Holy Blossom Temple in Toronto has been blessed with extraordinary lay leaders, not least its presidents. Not only did these women and men devote much of their talent and energy to the congregation but almost invariably they were also leaders in the larger community, locally, nationally and beyond.
One of them was Nancy Ruth, who died a month ago. She was the second female president in the 160-year-old history of the congregation. (Since then, there have been three others, including the incumbent.)
Nancy was reared in the tradition of classical Reform in the United States. As a true liberal, she knew that Judaism has to be open not only to new ideas and trends, but also to traditional tenets and practices. She, therefore, supported the changes in the congregation that were introduced over many years, even those she found unfamiliar, because she knew that they weren’t signs of “a mindless return to Orthodoxy” but functions of growth, change and maturity.
As a result of our co-operation and mutual trust, she and I – president and senior rabbi – ended up better friends at the end of her two-year term than we had been when she first took office.
One of the many qualities I came to admire in Nancy was her love of Jewish learning. She had taught in the religious school of Holy Blossom and in other congregations for many years prior to assuming office. The good teacher that she was meant that she never stopped learning. Judaism enriched her life, and she knew how to transmit it to her students. Her presidency was also part of her desire to learn.
Much of her Judaism was focused on Israel. She regarded commitment to the Jewish state as reflective of the congregation she served. It was part and parcel of leadership. She knew that the temple’s commitment to Israel didn’t depend on which way the pews were facing in the sanctuary. The canard that the members wanted to turn their backs on Israel because worshippers weren’t facing Jerusalem was an affront to her, as it has been to many of us.
She visited Israel often and studied there. In her later years, she spent several months there annually. Of late, we were neighbours in Jerusalem. It further cemented the friendship with my wife and myself.
Though Nancy attended worship services regularly, both in Toronto and in Jerusalem, the focus of her Jewish life was responsibility to and for others. It took precedence over ritual and custom. She reached out to all, just like her husband Sam had done. As executive director of Baycrest and later as president of its foundation, he turned his professional commitment into a vocation. Their sons and grandchildren have followed in their footsteps.

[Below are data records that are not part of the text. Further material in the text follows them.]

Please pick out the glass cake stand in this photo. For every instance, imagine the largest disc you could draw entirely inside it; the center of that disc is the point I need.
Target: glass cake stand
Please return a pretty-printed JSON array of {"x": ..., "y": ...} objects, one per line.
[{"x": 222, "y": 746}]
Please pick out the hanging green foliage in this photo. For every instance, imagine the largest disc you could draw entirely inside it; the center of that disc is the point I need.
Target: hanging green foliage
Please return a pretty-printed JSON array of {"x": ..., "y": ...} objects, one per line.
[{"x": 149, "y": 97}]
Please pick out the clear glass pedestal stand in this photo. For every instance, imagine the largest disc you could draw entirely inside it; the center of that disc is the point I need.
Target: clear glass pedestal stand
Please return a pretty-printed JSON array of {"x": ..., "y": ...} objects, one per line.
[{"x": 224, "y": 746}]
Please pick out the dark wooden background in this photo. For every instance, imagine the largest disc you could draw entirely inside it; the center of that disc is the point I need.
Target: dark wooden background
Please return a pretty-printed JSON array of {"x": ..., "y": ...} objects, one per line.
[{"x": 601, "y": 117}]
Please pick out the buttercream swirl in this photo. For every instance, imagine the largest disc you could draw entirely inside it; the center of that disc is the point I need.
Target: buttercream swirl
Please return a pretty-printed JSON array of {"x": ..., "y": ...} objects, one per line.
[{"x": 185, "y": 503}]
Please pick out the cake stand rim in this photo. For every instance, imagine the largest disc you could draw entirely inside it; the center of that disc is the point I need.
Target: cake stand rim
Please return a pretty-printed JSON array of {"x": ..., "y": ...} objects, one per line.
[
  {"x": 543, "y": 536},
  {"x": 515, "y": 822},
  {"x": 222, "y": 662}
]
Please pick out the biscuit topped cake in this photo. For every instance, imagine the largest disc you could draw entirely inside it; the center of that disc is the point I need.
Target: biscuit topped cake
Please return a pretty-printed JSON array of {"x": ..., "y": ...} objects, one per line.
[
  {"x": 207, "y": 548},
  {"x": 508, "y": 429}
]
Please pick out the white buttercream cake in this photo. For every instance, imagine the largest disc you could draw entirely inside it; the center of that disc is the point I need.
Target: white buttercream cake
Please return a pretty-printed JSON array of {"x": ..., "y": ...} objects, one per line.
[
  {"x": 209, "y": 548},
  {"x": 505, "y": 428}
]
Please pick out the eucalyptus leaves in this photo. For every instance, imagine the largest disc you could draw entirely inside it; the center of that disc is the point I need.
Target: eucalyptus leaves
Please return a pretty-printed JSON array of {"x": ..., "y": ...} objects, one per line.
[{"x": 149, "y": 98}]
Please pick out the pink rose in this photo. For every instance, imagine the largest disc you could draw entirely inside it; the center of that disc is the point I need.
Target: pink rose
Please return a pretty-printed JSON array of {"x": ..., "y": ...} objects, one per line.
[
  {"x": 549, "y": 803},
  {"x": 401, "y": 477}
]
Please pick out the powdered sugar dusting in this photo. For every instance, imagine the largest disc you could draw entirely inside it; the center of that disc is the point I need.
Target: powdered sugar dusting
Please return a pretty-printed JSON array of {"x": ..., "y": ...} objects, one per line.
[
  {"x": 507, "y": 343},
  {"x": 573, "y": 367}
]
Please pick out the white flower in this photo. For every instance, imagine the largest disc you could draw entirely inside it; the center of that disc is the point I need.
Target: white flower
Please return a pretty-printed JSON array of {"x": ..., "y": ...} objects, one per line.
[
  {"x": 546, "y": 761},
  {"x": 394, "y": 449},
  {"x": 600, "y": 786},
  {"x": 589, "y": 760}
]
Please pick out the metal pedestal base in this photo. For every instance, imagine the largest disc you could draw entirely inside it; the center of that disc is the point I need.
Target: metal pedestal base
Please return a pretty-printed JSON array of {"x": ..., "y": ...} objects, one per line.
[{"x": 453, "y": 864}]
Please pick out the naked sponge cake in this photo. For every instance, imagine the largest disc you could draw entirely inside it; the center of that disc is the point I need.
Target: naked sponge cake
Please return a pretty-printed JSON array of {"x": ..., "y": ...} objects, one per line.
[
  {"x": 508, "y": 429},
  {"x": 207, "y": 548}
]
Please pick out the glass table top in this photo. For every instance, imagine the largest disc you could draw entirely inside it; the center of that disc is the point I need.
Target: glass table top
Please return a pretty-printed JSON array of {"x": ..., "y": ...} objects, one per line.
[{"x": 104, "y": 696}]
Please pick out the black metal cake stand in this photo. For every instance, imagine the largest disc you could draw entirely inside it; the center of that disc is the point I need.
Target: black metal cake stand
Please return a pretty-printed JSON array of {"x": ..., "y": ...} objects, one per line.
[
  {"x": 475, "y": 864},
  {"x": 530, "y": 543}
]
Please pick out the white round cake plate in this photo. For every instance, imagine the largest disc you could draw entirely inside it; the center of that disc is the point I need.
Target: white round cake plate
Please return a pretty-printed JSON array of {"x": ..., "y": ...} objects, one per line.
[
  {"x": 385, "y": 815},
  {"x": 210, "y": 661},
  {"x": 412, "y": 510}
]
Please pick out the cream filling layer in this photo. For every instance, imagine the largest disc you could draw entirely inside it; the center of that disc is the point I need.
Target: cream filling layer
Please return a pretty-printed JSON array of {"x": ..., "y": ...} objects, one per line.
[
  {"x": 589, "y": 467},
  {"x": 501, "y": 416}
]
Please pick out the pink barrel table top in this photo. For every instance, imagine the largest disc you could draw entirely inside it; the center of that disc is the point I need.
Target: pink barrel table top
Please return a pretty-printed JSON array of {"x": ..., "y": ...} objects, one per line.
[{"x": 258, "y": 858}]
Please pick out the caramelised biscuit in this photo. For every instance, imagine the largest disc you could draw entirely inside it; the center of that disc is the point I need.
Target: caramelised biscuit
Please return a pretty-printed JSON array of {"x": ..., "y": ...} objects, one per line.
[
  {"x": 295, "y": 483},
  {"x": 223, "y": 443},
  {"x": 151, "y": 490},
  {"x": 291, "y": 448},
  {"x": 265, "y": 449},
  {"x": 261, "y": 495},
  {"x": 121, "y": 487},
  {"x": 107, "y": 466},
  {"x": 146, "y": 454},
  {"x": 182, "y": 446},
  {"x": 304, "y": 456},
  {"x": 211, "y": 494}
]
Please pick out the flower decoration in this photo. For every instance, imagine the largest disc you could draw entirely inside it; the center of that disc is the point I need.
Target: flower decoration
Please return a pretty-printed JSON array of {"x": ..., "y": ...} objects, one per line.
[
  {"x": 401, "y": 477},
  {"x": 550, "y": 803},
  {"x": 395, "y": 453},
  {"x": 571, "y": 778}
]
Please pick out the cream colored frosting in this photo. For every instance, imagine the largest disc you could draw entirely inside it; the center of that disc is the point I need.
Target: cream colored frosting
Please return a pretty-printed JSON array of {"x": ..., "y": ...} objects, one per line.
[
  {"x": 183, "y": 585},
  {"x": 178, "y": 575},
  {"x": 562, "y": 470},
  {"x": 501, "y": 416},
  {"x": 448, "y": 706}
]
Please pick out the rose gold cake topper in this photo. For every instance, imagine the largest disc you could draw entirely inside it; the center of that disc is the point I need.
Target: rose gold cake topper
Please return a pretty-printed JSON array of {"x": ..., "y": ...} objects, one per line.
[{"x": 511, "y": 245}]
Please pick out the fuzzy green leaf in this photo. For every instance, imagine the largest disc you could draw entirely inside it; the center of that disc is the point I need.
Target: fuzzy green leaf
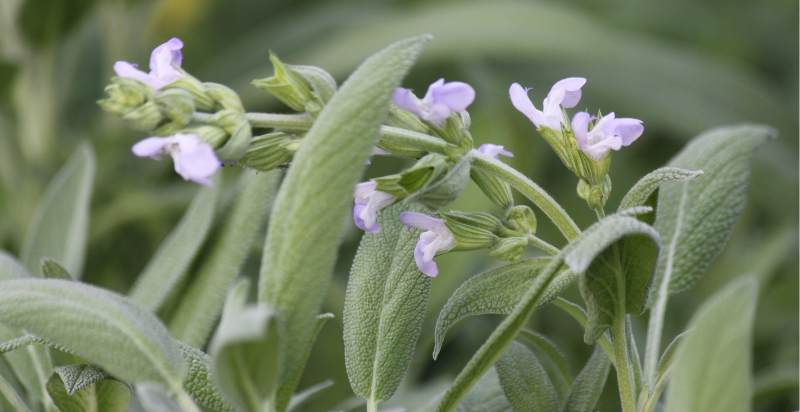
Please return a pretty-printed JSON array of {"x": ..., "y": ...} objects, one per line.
[
  {"x": 384, "y": 308},
  {"x": 170, "y": 264},
  {"x": 100, "y": 326},
  {"x": 495, "y": 291},
  {"x": 60, "y": 222},
  {"x": 306, "y": 225},
  {"x": 695, "y": 218},
  {"x": 525, "y": 381},
  {"x": 616, "y": 257},
  {"x": 712, "y": 366}
]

Nancy’s concerns went far beyond the parochial. As one of the leaders of the Reform movement in North America and the World Union for Progressive Judaism, she manifested her care for people everywhere. Characteristically, both Rabbi Eric Yoffie, the immediate past president of the North American Union for Reform Judaism, and Rabbi Daniel Freelander, current president of the World Union, paid tribute to her at her funeral.
Her faith was even deeper than her thirst for knowledge, her love of Israel and her care for others. It manifested itself in unforgettable ways on her deathbed when she looked back on her life with gratitude for the love of her family, her many friends, the goodness that came her way and the privilege to serve her people.
As my wife and I said goodbye to her not many days before she left this earth, I thought of the biblical patriarchs parting from their children.
Reform Jews aren’t Chassidim. They may not venerate saintly rabbis, but they have role models. Nancy Ruth was one of them. She motivated many to follow in her footsteps. I think it’s the best tribute she wished for herself.